Graveslab, St. Patricksrock, Co. Tipperary
Co. Tipperary |
Tombs & Memorials
On the Rock of Cashel, among the more celebrated carvings and high crosses that draw most of the attention, a fragment of a graveslab lies quietly in the choir of the cathedral.
It is easy to overlook, partly because of its condition and partly because it offers nothing so legible as a name or a date. What it does offer is a seven-armed cross carved in relief, its terminals finished in stylised fleur-de-lis forms, with a second, incised outline cross worked into the centre of the cross-head. The slab survives only as an upper portion, measuring roughly 59 centimetres in length and 75 centimetres in width, with one corner slightly broken away.
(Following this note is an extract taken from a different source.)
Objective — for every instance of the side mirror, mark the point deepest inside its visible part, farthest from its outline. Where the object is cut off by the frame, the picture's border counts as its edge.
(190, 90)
The decoration is the only record this stone now holds of whoever it once commemorated. There is no inscription, and by the time Walter FitzGerald examined it in the early twentieth century, writing it up between 1901 and 1903, he could only note it as illegible. Maher, writing nearly a century later in 1997, recorded the same absence, describing the slab's worn surface and cataloguing the cross design with its unusual seven arms, a form that appears occasionally in medieval Irish funerary carving. The fleur-de-lis terminals place it within a broader European decorative tradition that filtered into Irish ecclesiastical stonework during the medieval period, though exactly when this particular slab was made, and for whom, remains unknown.